Mexican swine flu worries WHO
A potentially deadly new strain of the swine flu virus cropped up in more places in the United States and Mexico on Saturday, in what the World Health Organization called "a public health emergency of international concern."Flu pandemics usually start in China and spread. What is different about this one is it appears to be a mutant that evolved in Mexico. It would be interesting to know what connection the cases in the US may have had with Mexico. The NY Times is reporting eight possible cases in New York City. It appears that the US cases have so far received effective treatment.
The most recent reports Saturday afternoon were of two confirmed cases of the virus in Kansas -- bringing the number of confirmed U.S. cases to 11.
Those joined nine confirmed cases in Texas and California and an apparent outbreak at a private school in New York City, where officials say eight children likely have the virus.
Mexican President Felipe Calderon on Saturday issued an executive decree detailing emergency powers of the Ministry of Health, according to the president's office.

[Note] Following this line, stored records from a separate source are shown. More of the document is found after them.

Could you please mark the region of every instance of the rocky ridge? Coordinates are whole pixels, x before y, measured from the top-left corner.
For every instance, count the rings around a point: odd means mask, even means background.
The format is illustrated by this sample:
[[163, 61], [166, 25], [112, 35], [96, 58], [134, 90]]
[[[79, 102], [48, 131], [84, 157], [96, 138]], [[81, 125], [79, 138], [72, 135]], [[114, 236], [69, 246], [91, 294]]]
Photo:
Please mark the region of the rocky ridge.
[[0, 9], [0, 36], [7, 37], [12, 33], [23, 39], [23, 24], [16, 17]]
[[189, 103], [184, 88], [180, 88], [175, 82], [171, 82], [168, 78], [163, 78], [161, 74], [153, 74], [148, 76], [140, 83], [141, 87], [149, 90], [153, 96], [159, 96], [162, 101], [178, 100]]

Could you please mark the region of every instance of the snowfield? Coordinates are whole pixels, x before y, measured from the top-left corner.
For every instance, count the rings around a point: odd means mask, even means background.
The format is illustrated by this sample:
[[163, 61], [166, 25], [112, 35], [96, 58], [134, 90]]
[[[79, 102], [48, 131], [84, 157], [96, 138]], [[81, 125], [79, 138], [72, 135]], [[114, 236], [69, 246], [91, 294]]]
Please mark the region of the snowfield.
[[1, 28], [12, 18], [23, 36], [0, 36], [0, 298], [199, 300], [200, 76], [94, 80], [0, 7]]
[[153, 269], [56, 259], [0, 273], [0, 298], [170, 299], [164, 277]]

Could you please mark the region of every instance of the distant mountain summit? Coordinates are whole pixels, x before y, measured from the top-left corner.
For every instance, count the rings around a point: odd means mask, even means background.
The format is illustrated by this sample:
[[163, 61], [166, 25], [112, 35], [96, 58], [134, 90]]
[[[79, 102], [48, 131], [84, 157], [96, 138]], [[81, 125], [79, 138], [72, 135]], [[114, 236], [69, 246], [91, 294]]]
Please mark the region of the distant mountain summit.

The order gives the ministry with the authority to isolate sick patients, inspect travelers' luggage and their vehicles and conduct house inspections, the statement said.
The government also has the authority to prevent public gatherings, shut down public venues and regulate air, sea and overland travel.
The WHO's Gregory Hartl said the strain of the virus seen in Mexico -- which may have killed as many as 68 people there, according to that nation's health agency -- is worrisome because it has mutated from older strains.
"Any time that there is a virus which changes ... it means perhaps the immunities the human body has built up to dealing with influenza might not be adjusted well enough to dealing with this new virus," Hartl told CNN.
All of the eight U.S. patients in Texas and California have recovered, Dr. Richard Besser, the acting director for the Centers for Disease Control and Prevention, said Friday. Two of the cases were in Texas, near San Antonio, and six of the cases were in southern California, the CDC said.